Dans son communiqué, le collectif affirme que Jean-Eudes Gannat « se cache derrière l’association ARDOUEZE », qu’il présente comme liée à l’exploitation du Café des Sports. Cette affirmation doit être attribuée au collectif : les documents administratifs que nous avons consultés identifient ARDOUEZE comme demandeur et Louis Robet comme exploitant, mais ne désignent pas Jean-Eudes Gannat comme exploitant du Café des Sports.
Autre précaution importante : rien dans les documents administratifs consultés ni dans les éléments dont nous disposons ne permet d’affirmer que la visioconférence du 9 septembre a été enregistrée au Café des Sports. La vidéo doit donc être présentée comme une émission à laquelle participe Jean-Eudes Gannat, sans lui attribuer un lieu de tournage qui n’est pas établi.

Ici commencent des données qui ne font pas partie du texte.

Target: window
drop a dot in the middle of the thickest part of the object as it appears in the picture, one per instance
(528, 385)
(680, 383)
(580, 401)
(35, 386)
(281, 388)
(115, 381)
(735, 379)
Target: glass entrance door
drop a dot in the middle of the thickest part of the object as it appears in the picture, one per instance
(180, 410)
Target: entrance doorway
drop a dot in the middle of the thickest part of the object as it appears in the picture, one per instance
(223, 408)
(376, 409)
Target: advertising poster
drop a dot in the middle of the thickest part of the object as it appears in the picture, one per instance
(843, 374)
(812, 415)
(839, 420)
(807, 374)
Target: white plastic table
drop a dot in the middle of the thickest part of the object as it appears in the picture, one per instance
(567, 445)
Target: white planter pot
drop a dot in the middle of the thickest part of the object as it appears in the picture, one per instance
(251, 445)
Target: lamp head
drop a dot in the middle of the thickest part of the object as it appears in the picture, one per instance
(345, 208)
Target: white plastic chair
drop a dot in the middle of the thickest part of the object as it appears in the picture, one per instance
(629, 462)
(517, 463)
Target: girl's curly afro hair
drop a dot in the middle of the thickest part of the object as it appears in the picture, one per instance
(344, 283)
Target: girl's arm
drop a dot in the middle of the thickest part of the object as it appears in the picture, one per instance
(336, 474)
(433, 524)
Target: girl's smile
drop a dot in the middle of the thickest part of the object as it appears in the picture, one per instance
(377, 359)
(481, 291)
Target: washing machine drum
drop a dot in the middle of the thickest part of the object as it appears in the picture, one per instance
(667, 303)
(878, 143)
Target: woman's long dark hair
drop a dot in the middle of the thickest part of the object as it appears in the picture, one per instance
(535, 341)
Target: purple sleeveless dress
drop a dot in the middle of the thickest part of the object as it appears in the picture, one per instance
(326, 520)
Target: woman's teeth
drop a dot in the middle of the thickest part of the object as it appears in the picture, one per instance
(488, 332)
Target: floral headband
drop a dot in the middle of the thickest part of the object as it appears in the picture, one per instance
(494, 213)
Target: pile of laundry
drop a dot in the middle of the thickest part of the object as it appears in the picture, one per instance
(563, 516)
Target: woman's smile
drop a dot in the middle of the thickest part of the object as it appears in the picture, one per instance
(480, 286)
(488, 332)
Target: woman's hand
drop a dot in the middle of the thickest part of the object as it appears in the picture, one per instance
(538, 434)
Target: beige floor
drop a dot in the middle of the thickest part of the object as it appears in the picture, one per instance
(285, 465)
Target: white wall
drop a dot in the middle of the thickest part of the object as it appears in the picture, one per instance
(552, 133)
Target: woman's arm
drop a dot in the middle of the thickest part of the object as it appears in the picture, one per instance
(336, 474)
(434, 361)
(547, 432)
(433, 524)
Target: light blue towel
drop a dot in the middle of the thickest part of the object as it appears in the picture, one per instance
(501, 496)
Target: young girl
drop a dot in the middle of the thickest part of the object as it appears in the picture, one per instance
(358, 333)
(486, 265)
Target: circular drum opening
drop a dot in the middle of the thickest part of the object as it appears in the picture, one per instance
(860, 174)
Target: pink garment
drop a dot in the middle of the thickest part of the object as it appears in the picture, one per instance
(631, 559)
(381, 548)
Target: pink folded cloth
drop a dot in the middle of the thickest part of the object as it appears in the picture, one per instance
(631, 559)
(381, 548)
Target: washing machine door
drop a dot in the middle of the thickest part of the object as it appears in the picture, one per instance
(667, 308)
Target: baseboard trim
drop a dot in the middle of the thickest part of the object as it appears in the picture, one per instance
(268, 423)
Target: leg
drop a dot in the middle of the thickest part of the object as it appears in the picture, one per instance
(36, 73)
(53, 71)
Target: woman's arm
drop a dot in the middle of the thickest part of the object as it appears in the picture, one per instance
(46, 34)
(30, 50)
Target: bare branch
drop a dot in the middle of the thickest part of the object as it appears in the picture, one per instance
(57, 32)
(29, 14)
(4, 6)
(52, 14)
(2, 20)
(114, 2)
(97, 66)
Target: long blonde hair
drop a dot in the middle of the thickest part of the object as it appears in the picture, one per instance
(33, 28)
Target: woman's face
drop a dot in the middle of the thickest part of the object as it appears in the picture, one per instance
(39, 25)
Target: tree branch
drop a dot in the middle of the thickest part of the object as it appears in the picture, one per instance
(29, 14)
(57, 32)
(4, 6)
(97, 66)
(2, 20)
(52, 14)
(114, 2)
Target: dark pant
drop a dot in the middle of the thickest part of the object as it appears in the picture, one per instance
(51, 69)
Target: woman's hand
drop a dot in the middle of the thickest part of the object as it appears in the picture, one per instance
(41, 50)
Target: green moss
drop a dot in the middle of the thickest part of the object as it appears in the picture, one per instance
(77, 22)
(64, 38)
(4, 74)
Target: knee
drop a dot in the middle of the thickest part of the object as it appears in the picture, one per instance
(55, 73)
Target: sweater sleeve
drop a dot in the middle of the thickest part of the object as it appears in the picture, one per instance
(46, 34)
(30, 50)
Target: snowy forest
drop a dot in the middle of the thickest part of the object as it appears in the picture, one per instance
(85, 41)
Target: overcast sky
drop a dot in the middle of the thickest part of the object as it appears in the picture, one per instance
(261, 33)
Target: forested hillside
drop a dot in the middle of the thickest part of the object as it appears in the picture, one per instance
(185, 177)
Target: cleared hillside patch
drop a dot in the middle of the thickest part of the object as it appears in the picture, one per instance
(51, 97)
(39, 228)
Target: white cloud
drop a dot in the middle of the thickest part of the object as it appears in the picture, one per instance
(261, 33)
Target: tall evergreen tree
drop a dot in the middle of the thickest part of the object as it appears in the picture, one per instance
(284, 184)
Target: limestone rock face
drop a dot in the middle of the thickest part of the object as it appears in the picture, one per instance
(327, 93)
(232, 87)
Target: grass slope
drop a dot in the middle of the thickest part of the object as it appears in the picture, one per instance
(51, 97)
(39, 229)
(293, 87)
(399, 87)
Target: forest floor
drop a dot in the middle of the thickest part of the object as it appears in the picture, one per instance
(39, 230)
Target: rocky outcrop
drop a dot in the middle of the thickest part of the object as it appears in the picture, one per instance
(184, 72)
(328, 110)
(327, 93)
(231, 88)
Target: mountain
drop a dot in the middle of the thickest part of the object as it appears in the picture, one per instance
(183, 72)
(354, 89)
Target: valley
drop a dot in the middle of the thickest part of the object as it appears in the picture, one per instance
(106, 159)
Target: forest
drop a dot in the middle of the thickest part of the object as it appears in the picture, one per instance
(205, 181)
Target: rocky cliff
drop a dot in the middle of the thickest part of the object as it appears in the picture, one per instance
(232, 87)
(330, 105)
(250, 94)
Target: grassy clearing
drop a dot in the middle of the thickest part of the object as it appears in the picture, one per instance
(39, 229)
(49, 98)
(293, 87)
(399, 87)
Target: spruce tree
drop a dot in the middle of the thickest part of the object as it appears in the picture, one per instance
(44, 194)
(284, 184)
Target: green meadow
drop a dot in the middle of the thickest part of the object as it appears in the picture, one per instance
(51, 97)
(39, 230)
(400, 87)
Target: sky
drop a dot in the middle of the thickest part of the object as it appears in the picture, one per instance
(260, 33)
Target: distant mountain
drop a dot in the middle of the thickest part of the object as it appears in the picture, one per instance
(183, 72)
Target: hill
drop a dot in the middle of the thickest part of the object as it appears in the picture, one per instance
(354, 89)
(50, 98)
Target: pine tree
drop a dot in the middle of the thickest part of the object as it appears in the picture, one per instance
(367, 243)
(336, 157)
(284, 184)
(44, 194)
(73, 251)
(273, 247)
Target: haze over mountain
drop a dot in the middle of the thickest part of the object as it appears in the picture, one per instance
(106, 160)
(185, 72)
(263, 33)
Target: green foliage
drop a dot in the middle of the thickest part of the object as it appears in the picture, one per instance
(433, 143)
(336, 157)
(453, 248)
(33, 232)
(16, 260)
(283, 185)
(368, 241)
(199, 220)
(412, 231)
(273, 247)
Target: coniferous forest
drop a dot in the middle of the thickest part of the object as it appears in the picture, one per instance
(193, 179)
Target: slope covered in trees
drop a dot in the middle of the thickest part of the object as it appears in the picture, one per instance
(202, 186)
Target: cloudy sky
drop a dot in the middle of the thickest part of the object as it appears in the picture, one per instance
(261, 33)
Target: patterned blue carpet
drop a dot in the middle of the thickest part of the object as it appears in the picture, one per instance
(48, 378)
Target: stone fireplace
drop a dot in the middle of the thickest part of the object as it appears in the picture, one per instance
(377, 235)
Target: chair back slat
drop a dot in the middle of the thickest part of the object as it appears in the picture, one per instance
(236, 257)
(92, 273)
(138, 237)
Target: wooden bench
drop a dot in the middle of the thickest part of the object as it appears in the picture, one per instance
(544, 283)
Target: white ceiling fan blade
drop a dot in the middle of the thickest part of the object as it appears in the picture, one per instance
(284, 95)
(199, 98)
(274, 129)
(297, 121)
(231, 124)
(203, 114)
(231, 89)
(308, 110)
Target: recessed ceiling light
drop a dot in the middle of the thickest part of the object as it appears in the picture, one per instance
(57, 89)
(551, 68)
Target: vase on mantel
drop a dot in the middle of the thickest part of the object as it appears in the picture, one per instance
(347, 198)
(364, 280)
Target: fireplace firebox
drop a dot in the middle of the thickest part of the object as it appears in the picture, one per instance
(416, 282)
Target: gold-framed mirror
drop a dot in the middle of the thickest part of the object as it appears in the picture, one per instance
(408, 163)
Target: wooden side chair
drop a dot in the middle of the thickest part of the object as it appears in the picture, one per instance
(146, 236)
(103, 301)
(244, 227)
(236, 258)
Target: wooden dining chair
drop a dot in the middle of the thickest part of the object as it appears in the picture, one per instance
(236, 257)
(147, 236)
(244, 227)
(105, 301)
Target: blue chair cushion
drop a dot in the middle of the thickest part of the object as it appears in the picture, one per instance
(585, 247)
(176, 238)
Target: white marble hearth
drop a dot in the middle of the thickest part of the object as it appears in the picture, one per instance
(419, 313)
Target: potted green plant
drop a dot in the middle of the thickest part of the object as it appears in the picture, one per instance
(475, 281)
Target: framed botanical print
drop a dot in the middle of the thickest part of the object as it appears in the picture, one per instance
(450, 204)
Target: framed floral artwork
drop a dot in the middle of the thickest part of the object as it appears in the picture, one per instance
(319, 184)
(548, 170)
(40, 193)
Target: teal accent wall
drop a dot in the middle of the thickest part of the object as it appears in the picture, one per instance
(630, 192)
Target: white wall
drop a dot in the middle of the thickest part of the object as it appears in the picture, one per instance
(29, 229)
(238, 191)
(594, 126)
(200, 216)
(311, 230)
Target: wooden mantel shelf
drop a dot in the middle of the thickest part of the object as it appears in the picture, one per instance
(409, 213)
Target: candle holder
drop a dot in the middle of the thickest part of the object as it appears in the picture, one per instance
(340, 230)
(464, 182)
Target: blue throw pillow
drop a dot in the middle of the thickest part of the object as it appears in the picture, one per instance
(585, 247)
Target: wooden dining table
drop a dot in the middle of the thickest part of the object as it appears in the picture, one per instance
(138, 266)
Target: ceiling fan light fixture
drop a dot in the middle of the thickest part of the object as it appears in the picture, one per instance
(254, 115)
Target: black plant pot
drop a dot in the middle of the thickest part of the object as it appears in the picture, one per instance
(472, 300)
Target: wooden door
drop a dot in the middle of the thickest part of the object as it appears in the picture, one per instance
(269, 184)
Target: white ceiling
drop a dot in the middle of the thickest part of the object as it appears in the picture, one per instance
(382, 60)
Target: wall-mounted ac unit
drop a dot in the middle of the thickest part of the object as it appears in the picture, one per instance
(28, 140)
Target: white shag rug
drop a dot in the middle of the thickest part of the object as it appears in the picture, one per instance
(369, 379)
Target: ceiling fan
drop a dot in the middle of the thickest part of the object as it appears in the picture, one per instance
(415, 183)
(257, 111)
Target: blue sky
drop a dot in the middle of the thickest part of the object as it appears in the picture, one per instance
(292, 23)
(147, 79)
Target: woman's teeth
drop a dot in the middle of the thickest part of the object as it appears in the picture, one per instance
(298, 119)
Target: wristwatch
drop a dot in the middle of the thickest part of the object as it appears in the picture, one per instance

« Fermons maintenant le Café des Sports »
Pour le Collectif Bien Vivre Ensemble au Lion-d’Angers, l’enjeu dépasse désormais la seule vidéo.
Il estime que l’autorisation administrative accordée au Café des Sports permet à Jean-Eudes Gannat de disposer d’un lieu pour diffuser ses idées et appelle les habitants à s’y opposer.
« Si pour les autorités cette situation est acceptable, nous appelons les citoyens et les organisations à refuser cet état de fait intolérable », écrit le collectif, avant de conclure par son appel à la fermeture de l’établissement : « Fermons maintenant le Café des Sports au Lion d’Angers. »
Ces déclarations constituent la position du collectif, et non une conclusion de notre rédaction.
La nouvelle vidéo, elle, relance donc un débat déjà particulièrement tendu au Lion-d’Angers, sur fond de controverse autour du Café des Sports et de précédentes affaires judiciaires concernant Jean-Eudes Gannat.